Cold weather poses a threat to the drain-waste-vent system.

Because sewer vents are part of an interconnected plumbing system, you'll have to attack from a few fronts to prevent freezing.

  1. Clear your roof of snow on a regular basis. Excessive snow on the roof can block the vent's stack and cause freezing. A gurgling toilet may indicate a clogged or frozen vent stack. If this happens, pour warm water down the roof's sewer vent stack.

  2. Pour warm water down rarely-used household drains during the winter season. Slowly pour water down basement drains and any unused toilets or showers. This keeps water in the drain-waste-vent system's trap, preventing freezing.

  3. Keep your attic heated.
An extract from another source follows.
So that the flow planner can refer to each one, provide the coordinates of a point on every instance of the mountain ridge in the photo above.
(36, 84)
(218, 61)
Install a heat register vent in the attic to produce warm air flow and prevent sewer vent components from freezing.

  4. Wrap a foil-backed insulated sleeve around the vent pipe in the attic. You can also use thermostatically controlled tape for this job.

  5. Have a plumber install a copper “T” or heat cord in your sewer vent. These components retain heat as it rises through the vent. The utility may justify the price tag in extremely cold areas where vent freeze ups occur regularly, especially in modern homes that use ABS or PVC pipes, which don't conduct heat as well as old-fashioned cast iron pipes.